GLUT1 has been shown to interact with GIPC1. It is found in a complex with adducin (ADD2) and Dematin (EPB49) and interacts (via C-terminus cytoplasmic region) with Dematin isoform 2. It also interacts with SNX27; the interaction is required when endocytosed to prevent degradation in lysosomes and promote recycling to the plasma membrane. This protein interacts with STOM. It interacts with SGTA (via Gln-rich region) and has binary interactions with CREB3-2.
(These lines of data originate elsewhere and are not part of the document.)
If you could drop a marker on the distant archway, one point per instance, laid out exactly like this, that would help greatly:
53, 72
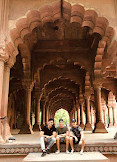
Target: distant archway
62, 114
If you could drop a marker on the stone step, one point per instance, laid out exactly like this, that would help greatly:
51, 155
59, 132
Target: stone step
63, 157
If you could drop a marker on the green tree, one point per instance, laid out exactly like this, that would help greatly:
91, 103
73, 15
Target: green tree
61, 114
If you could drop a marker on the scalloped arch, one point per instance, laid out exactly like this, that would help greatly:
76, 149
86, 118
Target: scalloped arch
52, 13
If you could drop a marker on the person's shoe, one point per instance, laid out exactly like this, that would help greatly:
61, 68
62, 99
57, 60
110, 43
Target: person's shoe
48, 151
81, 152
67, 152
72, 151
43, 154
58, 151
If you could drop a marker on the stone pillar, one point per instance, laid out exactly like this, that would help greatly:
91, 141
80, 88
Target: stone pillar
109, 116
88, 126
74, 113
105, 123
99, 126
1, 86
47, 115
78, 115
43, 115
82, 115
36, 126
4, 105
114, 116
27, 128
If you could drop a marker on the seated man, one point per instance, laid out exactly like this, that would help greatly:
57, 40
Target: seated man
47, 135
62, 136
76, 136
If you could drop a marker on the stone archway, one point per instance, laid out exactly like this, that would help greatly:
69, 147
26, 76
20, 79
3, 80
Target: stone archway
53, 22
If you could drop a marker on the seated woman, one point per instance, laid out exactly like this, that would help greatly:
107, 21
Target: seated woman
76, 136
62, 136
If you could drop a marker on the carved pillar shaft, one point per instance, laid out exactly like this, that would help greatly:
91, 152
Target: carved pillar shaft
88, 126
114, 116
47, 115
5, 91
78, 115
104, 111
44, 115
1, 88
109, 116
99, 126
37, 116
82, 116
27, 128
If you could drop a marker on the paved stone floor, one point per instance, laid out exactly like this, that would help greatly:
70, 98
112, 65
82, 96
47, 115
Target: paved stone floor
90, 138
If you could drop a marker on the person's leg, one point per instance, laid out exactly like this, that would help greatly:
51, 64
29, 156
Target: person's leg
67, 142
42, 143
83, 144
51, 142
71, 143
58, 143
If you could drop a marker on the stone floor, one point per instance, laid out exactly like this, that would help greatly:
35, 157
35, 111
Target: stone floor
90, 138
26, 143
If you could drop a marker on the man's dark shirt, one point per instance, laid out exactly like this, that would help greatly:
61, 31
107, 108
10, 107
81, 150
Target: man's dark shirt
48, 131
76, 131
61, 130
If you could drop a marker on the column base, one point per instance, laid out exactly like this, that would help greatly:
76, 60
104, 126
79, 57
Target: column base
115, 136
88, 127
100, 128
1, 140
26, 129
115, 125
82, 125
36, 127
110, 125
7, 134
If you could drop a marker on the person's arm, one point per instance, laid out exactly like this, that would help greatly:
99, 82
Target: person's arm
53, 135
82, 135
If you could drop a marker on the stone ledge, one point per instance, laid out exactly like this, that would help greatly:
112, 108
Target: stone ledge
25, 149
63, 157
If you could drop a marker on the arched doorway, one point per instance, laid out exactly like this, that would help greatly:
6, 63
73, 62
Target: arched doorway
62, 114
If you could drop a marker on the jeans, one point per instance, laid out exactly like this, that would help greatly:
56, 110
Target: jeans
50, 142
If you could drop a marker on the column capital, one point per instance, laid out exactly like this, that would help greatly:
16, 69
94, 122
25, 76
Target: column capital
3, 56
87, 96
10, 62
97, 83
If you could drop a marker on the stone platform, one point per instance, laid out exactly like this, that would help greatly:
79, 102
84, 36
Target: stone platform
63, 157
29, 143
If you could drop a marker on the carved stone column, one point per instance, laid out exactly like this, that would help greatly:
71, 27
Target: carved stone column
27, 128
4, 105
36, 126
82, 115
3, 58
105, 123
110, 117
88, 126
78, 115
114, 116
99, 126
43, 115
47, 115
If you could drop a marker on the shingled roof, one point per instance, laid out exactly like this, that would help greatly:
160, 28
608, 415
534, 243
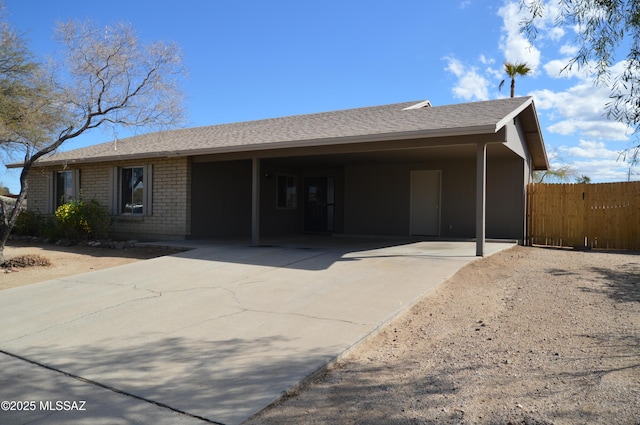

GLUT1 has two significant types in the brain: 45-kDa and 55-kDa. GLUT1 45-kDa is present in astroglia and neurons. GLUT1 55-kDa is present in the endothelial cells of the brain vasculature and is responsible for glucose transport across the blood–brain barrier; its deficiency causes a low level of glucose in CSF (less than 60 mg/dl) which may elicit seizures in deficient individuals.

Recently a GLUT1 inhibitor DERL3 has been described and is often methylated in colorectal cancer. In this cancer, DERL3 methylations seem to mediate the Warburg effect.

==Inhibitors==
Fasentin is a small molecule inhibitor of the intracellular domain of GLUT1 preventing glucose uptake.

Recently, a new more selective GLUT1 inhibitor, Bay-876, has been described.